Pengajian-Pengajian yang Berlebihan

Rektor UIN Sunan Kalijaga Yogyakarta, Prof Al Makin/RMOL
Rektor UIN Sunan Kalijaga Yogyakarta, Prof Al Makin/RMOL

SEJAK awal berdirinya negara dan bangsa ini agama selalu ditempatkan pada yang seharusnya. Negara agama bukan tujuan para pendiri bangsa. Agama dan negara harus mendapatkan porsi yang tepat. Dimana agama dan dimana negara harus jelas tempat, konteks, dan penggunaannya. Politik dengan menggunakan atas nama agama sudah dibuktikan berkali-kali bisa mengelabuhi, baik dalam sejarah manusia atau pengalaman bangsa kita.

Agama itu luas, semua agama. Di satu sisi, moral agama, pesan semua agama, karakter umat beragama, dan intisari dari agama-agama adalah gizi bagi kita rakyat dan pemimpin. Ini semua jelas. Namun penggunaan sentimen keagamaan akan merusak pola pikir, tata politik, dan cara bernegara dan bermasyarakat. Sentimen agama sangat rawan disalahgunakan.

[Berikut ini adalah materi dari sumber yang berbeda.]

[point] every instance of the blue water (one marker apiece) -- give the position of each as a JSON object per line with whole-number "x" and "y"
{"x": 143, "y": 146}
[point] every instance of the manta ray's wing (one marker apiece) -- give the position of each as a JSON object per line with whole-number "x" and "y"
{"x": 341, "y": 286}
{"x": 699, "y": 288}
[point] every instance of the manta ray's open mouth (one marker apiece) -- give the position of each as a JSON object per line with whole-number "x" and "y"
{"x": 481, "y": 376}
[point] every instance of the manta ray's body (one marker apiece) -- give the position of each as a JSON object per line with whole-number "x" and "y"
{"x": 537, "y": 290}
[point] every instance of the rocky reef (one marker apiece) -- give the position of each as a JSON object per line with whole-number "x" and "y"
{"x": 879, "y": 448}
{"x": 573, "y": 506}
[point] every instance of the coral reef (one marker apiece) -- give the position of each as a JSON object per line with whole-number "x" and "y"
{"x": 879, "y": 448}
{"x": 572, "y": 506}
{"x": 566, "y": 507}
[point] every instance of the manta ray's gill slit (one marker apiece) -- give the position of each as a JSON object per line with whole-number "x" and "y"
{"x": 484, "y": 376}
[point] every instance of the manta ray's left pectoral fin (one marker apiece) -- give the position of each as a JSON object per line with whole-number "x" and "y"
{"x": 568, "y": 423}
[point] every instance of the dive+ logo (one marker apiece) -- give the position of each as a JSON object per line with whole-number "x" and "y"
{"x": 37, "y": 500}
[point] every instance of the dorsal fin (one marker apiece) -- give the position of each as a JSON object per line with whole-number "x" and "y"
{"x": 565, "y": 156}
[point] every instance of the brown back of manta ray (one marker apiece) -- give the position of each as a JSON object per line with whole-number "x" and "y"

Sukarno mengatakan soal agama, dengan pesan supaya kita mengambil apinya, jangan abunya. Inti dan ruh agama itu apa? Hal-hal yang mudah disalahgunakan itu apa? Api beragama yang menjadi topik beberapa kali tulisan Sukarno sebelum negara ini diproklamirkan layak direnungkan dalam praktek beragama saat ini.

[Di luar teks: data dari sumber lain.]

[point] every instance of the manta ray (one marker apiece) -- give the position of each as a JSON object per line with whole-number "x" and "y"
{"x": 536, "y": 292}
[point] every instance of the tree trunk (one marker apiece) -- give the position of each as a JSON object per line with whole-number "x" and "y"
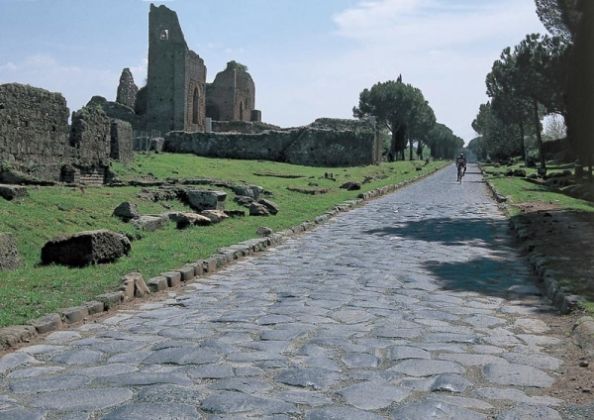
{"x": 537, "y": 125}
{"x": 522, "y": 145}
{"x": 392, "y": 152}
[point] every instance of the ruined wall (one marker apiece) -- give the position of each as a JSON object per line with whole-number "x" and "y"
{"x": 90, "y": 140}
{"x": 127, "y": 89}
{"x": 244, "y": 127}
{"x": 122, "y": 140}
{"x": 33, "y": 130}
{"x": 176, "y": 77}
{"x": 303, "y": 146}
{"x": 118, "y": 111}
{"x": 232, "y": 95}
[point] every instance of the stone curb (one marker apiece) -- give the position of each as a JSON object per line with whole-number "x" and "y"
{"x": 561, "y": 298}
{"x": 133, "y": 286}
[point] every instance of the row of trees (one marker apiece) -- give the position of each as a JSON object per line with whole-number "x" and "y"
{"x": 402, "y": 109}
{"x": 542, "y": 75}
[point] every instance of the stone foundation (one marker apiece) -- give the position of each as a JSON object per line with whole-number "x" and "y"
{"x": 312, "y": 145}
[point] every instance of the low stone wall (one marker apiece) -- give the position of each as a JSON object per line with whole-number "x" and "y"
{"x": 243, "y": 127}
{"x": 313, "y": 146}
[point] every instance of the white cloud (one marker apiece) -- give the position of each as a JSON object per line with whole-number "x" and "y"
{"x": 77, "y": 84}
{"x": 445, "y": 47}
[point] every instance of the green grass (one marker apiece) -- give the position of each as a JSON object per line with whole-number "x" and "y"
{"x": 520, "y": 191}
{"x": 34, "y": 290}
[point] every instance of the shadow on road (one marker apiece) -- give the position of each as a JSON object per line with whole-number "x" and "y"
{"x": 448, "y": 231}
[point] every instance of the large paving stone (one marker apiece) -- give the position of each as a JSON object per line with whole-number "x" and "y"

Ada perbedaan yang mendasar antara praktik beragama dan ajaran agama itu sendiri. Kita umat beragama itu menjalankan pesan agama, ini bisa menjadi bahan kritik. Agama itu sendiri adalah pesan yang bisa ditafsirkan.

Era Reformasi ini memberi kebebasan bagi ekspresi dan pendapat. Namun, kadangkala lupa bahwa identitas agama, atas nama kelompok agama, dan sentimen agama bisa dengan mudah mengaburkan pesan. Atau justru sebaliknya, atas nama agama bisa digunakan dengan mudah untuk menarik simpati dan menaikkan popularitas.

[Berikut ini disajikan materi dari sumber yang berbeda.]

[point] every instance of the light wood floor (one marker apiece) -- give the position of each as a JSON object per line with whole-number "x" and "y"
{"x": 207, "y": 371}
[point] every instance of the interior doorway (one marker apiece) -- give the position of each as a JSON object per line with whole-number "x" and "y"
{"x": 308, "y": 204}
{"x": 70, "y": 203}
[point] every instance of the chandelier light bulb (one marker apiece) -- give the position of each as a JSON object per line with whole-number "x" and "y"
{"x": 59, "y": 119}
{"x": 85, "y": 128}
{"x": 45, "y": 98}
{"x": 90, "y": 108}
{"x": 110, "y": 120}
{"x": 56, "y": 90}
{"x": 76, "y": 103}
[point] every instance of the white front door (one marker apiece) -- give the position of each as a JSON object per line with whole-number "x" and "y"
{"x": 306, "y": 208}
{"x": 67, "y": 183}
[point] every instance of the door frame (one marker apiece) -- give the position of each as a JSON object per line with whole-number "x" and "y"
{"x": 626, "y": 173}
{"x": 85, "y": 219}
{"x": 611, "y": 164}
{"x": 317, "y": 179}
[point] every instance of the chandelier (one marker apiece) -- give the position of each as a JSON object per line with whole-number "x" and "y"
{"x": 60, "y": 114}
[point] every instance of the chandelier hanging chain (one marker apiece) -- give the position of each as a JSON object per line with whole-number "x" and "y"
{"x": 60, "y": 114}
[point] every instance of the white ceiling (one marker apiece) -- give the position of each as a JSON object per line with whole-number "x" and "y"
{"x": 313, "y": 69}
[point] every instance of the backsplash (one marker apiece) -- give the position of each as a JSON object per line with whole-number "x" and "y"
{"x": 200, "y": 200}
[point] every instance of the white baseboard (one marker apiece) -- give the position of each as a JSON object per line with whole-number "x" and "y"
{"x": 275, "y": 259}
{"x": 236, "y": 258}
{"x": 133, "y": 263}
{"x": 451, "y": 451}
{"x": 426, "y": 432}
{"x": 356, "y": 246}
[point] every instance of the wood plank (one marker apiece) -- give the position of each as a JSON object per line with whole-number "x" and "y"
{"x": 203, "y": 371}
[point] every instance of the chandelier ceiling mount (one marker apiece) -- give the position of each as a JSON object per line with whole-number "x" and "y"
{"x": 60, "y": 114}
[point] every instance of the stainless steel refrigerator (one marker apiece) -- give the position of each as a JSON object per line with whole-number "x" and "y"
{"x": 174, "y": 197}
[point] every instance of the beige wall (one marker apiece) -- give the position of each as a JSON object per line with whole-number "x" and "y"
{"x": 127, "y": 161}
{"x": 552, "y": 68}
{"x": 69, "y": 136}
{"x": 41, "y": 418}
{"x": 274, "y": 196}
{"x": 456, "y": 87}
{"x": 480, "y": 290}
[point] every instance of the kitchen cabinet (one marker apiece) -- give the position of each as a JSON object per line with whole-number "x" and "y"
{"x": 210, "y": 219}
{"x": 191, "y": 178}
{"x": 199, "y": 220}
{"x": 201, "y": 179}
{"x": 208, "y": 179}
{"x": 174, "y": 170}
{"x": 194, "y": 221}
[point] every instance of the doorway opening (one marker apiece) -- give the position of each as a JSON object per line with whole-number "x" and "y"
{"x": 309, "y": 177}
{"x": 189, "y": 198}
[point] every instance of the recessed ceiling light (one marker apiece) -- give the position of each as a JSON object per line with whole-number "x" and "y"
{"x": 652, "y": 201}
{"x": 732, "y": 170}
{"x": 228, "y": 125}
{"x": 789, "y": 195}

Seorang ketua umum partai yang berani, pernah mengatakan tidak khawatir akan kehilangan suara umat beragama dalam Pemilu. Ini pernyataan yang berani, namun disambut dengan sinis dan dengan mudah dikaburkan. Salah satu reaksinya adalah dengan merapatkan barisan atas nama agama. Misalnya, “rapatkan shaf”.

Dengan menyebut agama, pesan mudah diputar dan diserang atas nama agama. Agama menjadi isu yang sangat sensitif. Entah kali yang ke berapa agama tetap menjadi alasan kita membenci, memojokkan, dan menghakimi orang lain di publik.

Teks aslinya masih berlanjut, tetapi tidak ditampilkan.